Chess is borderline on the rules criteria. You can just about fit all the rules onto one page, but it's tight. You may think the rules of chess are simpler than that, but when you get into all the odd cases of en passant, when exactly you can castle, and the various definitions of a draw, the rules get rather long. But not too long, I don't think.
The complexity of play is certainly there. If you look at the Chess rating system and the odds involved, you can certainly see the levels of play. And you could fill a library with all the Chess books out there.
The variants are certainly there, and have been for hundreds of years. Chess started out in India, possible similar to the modern Indian game of Chaturanga. From there it spread west to become Shantranj in Persia and eventually Chess in Europe; and it spread east to become Janggi in Korea, Xiangqi in China, and Shogi in Japan. Then there are the hundreds (thousands?) of more modern variants at ChessVariants.com.

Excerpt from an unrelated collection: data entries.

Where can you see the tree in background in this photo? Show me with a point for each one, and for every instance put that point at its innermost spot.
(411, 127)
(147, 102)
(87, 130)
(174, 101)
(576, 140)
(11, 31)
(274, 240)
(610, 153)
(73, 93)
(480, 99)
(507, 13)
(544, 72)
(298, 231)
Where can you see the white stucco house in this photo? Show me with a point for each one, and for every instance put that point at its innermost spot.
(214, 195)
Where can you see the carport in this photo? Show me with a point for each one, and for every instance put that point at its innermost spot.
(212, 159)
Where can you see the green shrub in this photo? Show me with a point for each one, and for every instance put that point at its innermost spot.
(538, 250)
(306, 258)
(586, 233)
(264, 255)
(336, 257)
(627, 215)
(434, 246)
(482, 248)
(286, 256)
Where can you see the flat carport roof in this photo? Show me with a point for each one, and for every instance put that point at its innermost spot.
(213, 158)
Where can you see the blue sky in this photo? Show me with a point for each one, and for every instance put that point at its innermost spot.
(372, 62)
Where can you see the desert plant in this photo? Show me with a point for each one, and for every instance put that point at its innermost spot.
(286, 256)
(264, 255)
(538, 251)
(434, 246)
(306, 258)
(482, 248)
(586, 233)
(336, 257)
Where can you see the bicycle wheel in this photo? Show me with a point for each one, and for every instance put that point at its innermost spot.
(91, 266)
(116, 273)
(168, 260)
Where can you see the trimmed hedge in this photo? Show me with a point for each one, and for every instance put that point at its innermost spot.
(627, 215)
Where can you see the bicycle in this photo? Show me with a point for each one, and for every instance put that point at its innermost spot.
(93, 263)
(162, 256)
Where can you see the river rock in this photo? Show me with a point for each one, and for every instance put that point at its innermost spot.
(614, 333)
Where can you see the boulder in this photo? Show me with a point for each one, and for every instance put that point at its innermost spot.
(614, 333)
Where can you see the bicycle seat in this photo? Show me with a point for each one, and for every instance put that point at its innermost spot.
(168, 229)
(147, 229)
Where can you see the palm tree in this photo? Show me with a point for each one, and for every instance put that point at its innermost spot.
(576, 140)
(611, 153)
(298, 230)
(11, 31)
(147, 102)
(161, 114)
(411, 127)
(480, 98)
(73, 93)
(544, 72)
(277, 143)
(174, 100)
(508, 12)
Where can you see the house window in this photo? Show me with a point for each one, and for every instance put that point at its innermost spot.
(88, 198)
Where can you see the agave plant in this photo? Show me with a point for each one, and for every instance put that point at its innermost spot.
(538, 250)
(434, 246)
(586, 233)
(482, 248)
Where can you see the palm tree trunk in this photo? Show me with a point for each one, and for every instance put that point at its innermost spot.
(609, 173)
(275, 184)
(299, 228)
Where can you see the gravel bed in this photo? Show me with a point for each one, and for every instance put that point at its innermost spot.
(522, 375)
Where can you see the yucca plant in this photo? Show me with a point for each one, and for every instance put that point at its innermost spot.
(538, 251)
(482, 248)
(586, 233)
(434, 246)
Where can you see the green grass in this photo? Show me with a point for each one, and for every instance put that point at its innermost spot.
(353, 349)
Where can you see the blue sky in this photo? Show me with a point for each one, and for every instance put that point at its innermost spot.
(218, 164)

Poker certainly fits the rules criteria. Even with basic betting structure and the definitions of the different types of hands, you can describe the rules on a page.

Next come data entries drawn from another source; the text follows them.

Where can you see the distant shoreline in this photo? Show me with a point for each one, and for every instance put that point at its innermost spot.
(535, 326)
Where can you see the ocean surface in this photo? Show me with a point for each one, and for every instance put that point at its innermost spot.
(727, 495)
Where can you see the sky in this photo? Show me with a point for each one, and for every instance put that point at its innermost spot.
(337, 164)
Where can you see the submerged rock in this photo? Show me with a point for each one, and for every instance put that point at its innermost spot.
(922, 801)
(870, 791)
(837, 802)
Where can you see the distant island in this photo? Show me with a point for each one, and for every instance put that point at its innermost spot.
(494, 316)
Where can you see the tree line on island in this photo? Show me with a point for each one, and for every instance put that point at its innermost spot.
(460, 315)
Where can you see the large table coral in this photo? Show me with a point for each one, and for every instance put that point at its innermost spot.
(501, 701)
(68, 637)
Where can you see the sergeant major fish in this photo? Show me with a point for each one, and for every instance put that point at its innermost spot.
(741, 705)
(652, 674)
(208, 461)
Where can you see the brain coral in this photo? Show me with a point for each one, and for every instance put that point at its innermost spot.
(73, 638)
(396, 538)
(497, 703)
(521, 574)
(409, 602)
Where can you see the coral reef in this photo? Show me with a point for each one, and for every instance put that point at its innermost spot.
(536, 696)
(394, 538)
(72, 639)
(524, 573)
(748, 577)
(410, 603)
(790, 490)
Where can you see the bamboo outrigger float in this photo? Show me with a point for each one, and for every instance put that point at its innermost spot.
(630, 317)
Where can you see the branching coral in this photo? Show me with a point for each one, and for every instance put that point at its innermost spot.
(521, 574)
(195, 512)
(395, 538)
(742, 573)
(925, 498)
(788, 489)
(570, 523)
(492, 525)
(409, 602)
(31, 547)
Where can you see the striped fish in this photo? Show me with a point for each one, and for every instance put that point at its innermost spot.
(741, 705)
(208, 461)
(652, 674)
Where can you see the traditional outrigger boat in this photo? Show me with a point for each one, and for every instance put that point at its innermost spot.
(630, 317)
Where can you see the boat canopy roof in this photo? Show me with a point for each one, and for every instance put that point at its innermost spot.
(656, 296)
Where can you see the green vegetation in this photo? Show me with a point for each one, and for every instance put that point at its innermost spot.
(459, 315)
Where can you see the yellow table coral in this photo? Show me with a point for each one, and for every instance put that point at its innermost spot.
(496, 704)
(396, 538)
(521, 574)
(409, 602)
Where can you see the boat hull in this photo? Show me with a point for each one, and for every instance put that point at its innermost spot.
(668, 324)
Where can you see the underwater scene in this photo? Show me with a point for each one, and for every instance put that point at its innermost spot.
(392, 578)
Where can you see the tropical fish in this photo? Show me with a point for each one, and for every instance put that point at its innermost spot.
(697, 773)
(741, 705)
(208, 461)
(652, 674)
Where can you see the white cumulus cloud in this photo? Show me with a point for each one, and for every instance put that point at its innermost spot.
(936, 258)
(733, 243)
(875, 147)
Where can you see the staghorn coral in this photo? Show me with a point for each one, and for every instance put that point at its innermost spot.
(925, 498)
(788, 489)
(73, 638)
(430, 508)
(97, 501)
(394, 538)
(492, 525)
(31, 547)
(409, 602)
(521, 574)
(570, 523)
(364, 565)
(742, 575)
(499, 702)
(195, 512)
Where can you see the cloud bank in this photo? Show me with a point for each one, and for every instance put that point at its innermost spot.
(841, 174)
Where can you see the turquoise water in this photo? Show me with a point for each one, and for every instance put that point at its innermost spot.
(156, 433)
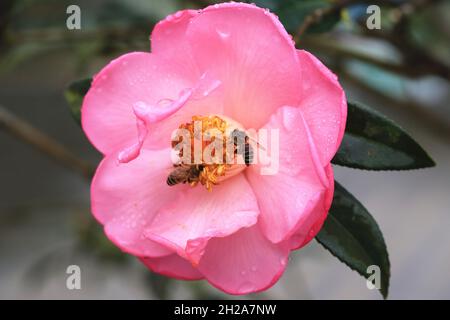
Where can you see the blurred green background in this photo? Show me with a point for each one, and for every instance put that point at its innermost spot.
(403, 70)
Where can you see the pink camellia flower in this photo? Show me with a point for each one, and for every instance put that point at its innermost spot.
(235, 63)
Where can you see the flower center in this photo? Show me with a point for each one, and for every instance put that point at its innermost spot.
(209, 149)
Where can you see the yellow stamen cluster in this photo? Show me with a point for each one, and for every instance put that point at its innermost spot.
(210, 174)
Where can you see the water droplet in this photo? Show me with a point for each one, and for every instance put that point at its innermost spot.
(246, 287)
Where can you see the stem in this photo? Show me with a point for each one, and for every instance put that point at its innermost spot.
(24, 131)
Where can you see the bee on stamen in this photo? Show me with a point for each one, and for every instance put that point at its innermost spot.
(242, 143)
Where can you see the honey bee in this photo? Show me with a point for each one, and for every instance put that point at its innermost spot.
(184, 173)
(242, 142)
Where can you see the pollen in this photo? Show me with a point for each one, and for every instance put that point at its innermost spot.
(209, 148)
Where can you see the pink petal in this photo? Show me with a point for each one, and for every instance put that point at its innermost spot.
(108, 117)
(173, 266)
(323, 104)
(306, 230)
(243, 262)
(249, 50)
(287, 198)
(126, 197)
(197, 215)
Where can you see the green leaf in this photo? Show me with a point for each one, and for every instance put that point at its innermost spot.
(374, 142)
(74, 95)
(352, 235)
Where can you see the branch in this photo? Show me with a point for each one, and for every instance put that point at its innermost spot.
(24, 131)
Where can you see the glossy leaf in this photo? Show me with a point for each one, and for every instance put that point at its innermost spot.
(292, 13)
(352, 235)
(374, 142)
(74, 95)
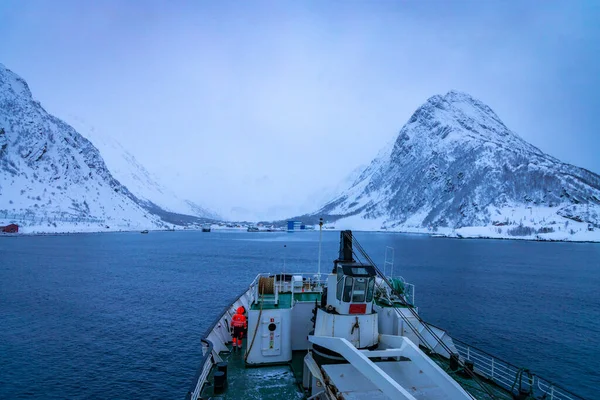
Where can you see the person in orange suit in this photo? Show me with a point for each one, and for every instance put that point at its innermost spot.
(239, 324)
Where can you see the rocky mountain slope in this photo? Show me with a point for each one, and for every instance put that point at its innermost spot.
(455, 167)
(52, 178)
(143, 184)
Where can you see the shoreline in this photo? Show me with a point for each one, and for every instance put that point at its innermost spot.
(436, 235)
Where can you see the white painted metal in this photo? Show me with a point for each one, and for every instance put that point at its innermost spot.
(340, 306)
(389, 261)
(504, 374)
(301, 324)
(380, 379)
(270, 346)
(360, 329)
(271, 339)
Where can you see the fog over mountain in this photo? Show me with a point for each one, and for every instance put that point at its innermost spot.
(455, 165)
(54, 179)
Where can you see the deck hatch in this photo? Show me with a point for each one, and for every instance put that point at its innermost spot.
(271, 335)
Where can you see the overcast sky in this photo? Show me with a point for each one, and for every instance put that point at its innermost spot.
(262, 104)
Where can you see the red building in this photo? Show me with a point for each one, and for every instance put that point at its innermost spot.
(12, 228)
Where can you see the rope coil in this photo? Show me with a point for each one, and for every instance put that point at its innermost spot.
(266, 285)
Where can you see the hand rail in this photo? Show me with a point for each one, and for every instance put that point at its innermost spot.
(504, 374)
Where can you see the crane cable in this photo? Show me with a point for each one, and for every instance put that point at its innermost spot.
(414, 313)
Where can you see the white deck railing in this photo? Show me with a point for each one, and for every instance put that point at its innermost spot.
(310, 282)
(505, 374)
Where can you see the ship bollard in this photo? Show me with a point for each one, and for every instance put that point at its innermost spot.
(454, 362)
(219, 381)
(469, 368)
(222, 366)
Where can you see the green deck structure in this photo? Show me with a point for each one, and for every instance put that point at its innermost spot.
(285, 300)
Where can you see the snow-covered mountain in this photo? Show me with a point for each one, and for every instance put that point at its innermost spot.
(51, 177)
(144, 185)
(455, 167)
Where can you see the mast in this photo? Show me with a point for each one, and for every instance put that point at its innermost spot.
(320, 239)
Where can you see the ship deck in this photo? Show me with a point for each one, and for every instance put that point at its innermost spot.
(266, 382)
(285, 381)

The complexity of play is harder to see. It is obscured a bit by the luck factor, but you have to understand that being a good Poker player is not about winning in the short term, it's about winning in the long term. It's also obscured by the major poker tournaments being designed to enhance the luck factor. Despite that, top players consistently do well in large fields. And there are certainly lots of books out there about playing poker. Once you get away from baby Poker games like Texas Hold'em, and get into the serious games like Seven Card Stud, the learning factor is definitely there.
As for variants, I've got 1,200 of them right here. Before the Texas Hold'em fad, dealer calls was the Poker playing culture for a lot of people. It still is for many.

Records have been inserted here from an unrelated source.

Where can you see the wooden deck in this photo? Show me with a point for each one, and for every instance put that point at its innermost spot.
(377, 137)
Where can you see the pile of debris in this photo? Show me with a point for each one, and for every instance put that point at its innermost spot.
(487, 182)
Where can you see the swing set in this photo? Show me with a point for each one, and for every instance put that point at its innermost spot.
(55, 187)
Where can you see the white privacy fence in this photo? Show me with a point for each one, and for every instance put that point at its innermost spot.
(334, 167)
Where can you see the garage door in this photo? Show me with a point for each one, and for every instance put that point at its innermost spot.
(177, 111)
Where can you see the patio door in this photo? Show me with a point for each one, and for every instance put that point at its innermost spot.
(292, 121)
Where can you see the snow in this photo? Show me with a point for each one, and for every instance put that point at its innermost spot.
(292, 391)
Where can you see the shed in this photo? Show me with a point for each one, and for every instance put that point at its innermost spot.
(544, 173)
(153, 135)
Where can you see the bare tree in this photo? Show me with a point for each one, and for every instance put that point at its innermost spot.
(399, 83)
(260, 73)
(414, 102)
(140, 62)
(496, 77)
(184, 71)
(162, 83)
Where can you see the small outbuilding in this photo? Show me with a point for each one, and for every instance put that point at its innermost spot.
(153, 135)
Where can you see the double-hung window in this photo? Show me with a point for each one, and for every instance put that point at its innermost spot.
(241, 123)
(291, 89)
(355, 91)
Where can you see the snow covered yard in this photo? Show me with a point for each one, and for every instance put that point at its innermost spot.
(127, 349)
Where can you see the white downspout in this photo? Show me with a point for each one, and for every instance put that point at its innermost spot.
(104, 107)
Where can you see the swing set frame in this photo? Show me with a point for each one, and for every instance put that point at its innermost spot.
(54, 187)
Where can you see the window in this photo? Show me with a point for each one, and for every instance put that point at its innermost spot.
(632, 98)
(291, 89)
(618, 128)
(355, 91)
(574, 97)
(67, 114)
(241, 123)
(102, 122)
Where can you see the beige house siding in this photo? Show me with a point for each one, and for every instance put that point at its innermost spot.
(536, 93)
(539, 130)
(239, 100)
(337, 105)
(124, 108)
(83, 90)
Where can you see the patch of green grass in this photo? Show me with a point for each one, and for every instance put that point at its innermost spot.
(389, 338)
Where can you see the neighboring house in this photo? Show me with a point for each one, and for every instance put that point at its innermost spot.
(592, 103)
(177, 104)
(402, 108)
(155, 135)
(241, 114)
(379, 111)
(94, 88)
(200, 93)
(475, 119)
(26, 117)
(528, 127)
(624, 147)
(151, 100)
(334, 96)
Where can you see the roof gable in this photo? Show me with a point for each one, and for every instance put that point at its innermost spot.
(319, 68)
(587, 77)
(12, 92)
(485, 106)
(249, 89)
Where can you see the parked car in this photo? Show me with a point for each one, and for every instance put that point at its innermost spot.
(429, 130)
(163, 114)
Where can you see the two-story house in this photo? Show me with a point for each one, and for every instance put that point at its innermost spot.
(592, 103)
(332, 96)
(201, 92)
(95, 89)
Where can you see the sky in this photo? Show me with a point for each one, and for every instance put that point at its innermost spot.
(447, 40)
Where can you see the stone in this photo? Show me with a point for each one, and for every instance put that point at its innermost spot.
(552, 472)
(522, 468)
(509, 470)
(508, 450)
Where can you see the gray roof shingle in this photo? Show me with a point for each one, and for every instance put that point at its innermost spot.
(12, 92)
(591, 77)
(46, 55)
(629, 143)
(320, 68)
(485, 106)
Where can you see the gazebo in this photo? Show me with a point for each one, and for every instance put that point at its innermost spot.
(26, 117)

Dominoes is certainly simple to explain. And there are different ways to play it. But it's not clear to me that it has the culture of variations or the depth of play. I open to the possibility that this is just lack of experience on my part.
Bridge seems to have that depth of play. I don't know about the rules personally. And there are certainly a lot of trick taking games out there besides Bridge (Hearts, Zilch, Euchre, and so on). But whether those games constitute variants of the same game or a class of similar games is not clear to me.
I am hesitant to rule out Bridge and other trick taking games, mainly because I suck at them so I avoid playing them, and therefore don't have enough experience for an informed opinion.
These are games that are great, but not among the greatest ever.
Go certainly has the depth of play, as can be seen in the rated, professional players in Asia. It certainly meets the rules criteria, as it's rules are simpler than any other game mentioned here. However, I have looked for variants and found very few of them. And the ones I've found are maybe not an obsessed guy in a basement, but they don't seem to be much more than a few slightly obsessed guys in many different basements.
Some might argue that it's a cultural difference, but I don't buy that argument. For one thing, it seems rather paternalistic to me to say that Asian cultures aren't into creativity. For another, some of the insane Shogi variants out there contradict that argument, at least in Japan's case.
Settlers of Catan
Settlers of Catan is a favorite game of mine. It's got plenty of variants, and a game that is really designed for making variants of it. The rules generally take up a whole booklet, but I think you might be able to get them down to a page. However, I just don't think the depth of play is there. The luck factor is much higher than in Poker, and strategy for the game can be stated in a few sentences.